[c++] C/C++ maximum stack size of program

I want to do DFS on a 100 X 100 array. (Say elements of array represents graph nodes) So assuming worst case, depth of recursive function calls can go upto 10000 with each call taking upto say 20 bytes. So is it feasible means is there a possibility of stackoverflow?

What is the maximum size of stack in C/C++?

Please specify for gcc for both
1) cygwin on Windows
2) Unix

What are the general limits?

This question is related to c++ c stack

The answer is


Platform-dependent, toolchain-dependent, ulimit-dependent, parameter-dependent.... It is not at all specified, and there are many static and dynamic properties that can influence it.
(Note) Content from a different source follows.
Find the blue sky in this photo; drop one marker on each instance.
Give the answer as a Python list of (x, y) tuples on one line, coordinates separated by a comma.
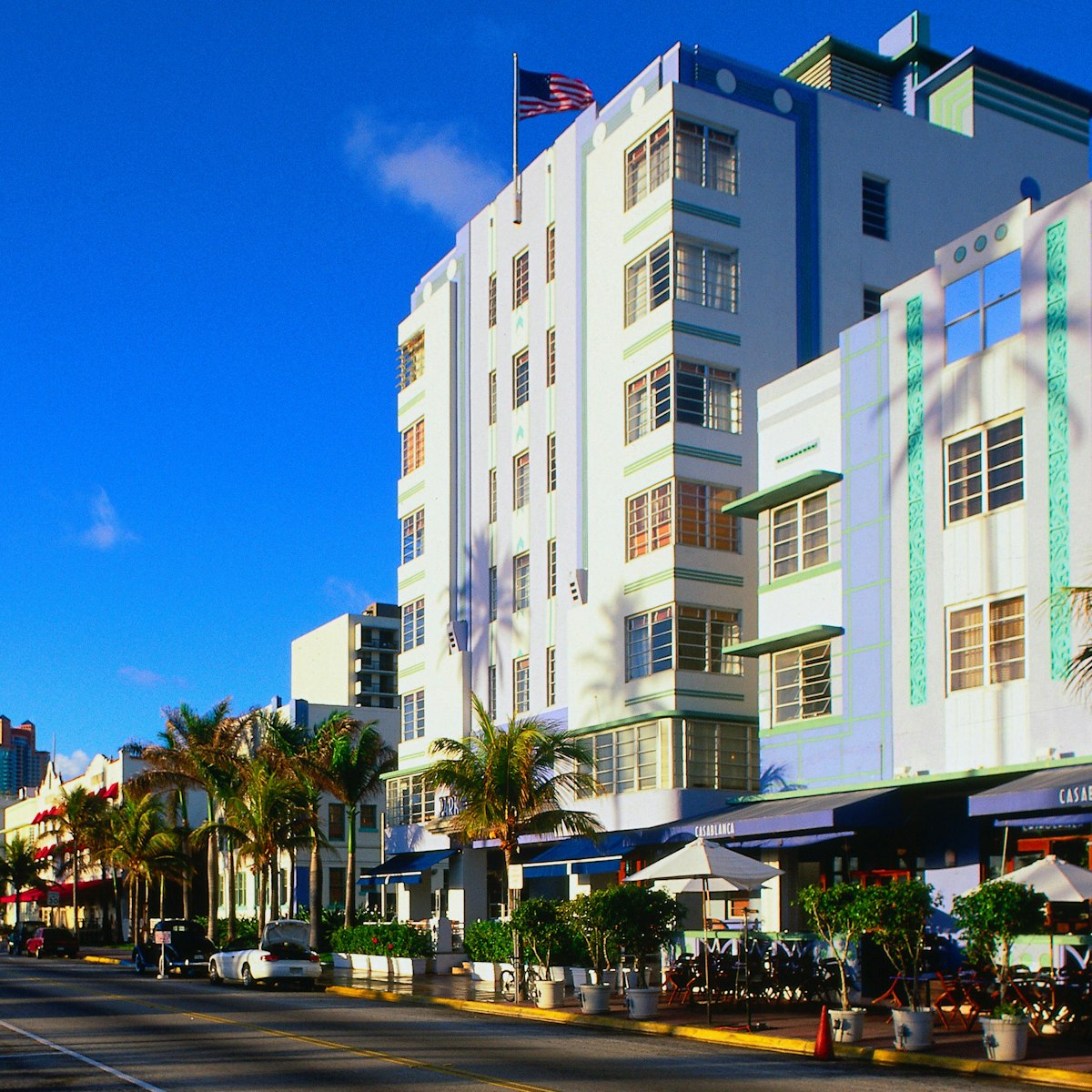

Yes, there is a possibility of stack overflow. The C and C++ standard do not dictate things like stack depth, those are generally an environmental issue.

Most decent development environments and/or operating systems will let you tailor the stack size of a process, either at link or load time.
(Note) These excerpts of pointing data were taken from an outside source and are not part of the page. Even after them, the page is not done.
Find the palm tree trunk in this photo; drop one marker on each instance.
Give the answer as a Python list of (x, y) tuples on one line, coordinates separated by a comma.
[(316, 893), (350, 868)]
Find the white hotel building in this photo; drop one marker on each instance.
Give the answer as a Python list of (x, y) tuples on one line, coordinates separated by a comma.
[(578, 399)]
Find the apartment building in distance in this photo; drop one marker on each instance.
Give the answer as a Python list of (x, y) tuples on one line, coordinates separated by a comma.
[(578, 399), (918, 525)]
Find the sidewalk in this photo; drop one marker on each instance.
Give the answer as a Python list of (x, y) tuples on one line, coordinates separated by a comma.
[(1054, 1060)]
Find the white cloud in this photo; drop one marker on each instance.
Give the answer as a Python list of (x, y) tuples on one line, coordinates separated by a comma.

You should specify which OS and development environment you're using for more targeted assistance.

For example, under Ubuntu Karmic Koala, the default for gcc is 2M reserved and 4K committed but this can be changed when you link the program. Use the --stack option of ld to do that.


I am not sure what you mean by doing a depth first search on a rectangular array, but I assume you know what you are doing.
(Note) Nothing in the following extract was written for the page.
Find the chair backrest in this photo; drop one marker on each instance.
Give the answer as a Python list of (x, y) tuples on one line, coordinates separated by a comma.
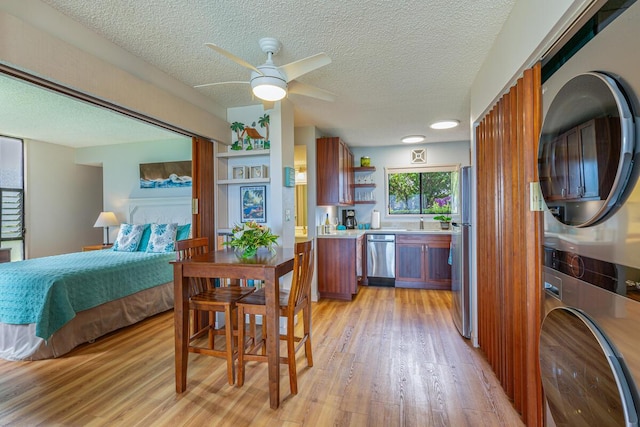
[(186, 249), (302, 274)]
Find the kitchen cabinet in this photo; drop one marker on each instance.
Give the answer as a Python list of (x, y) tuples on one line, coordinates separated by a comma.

If the stack limit is a problem you should be able to convert your recursive solution into an iterative solution that pushes intermediate values onto a stack which is allocated from the heap.


I just ran out of stack at work, it was a database and it was running some threads, basically the previous developer had thrown a big array on the stack, and the stack was low anyway. The software was compiled using Microsoft Visual Studio 2015.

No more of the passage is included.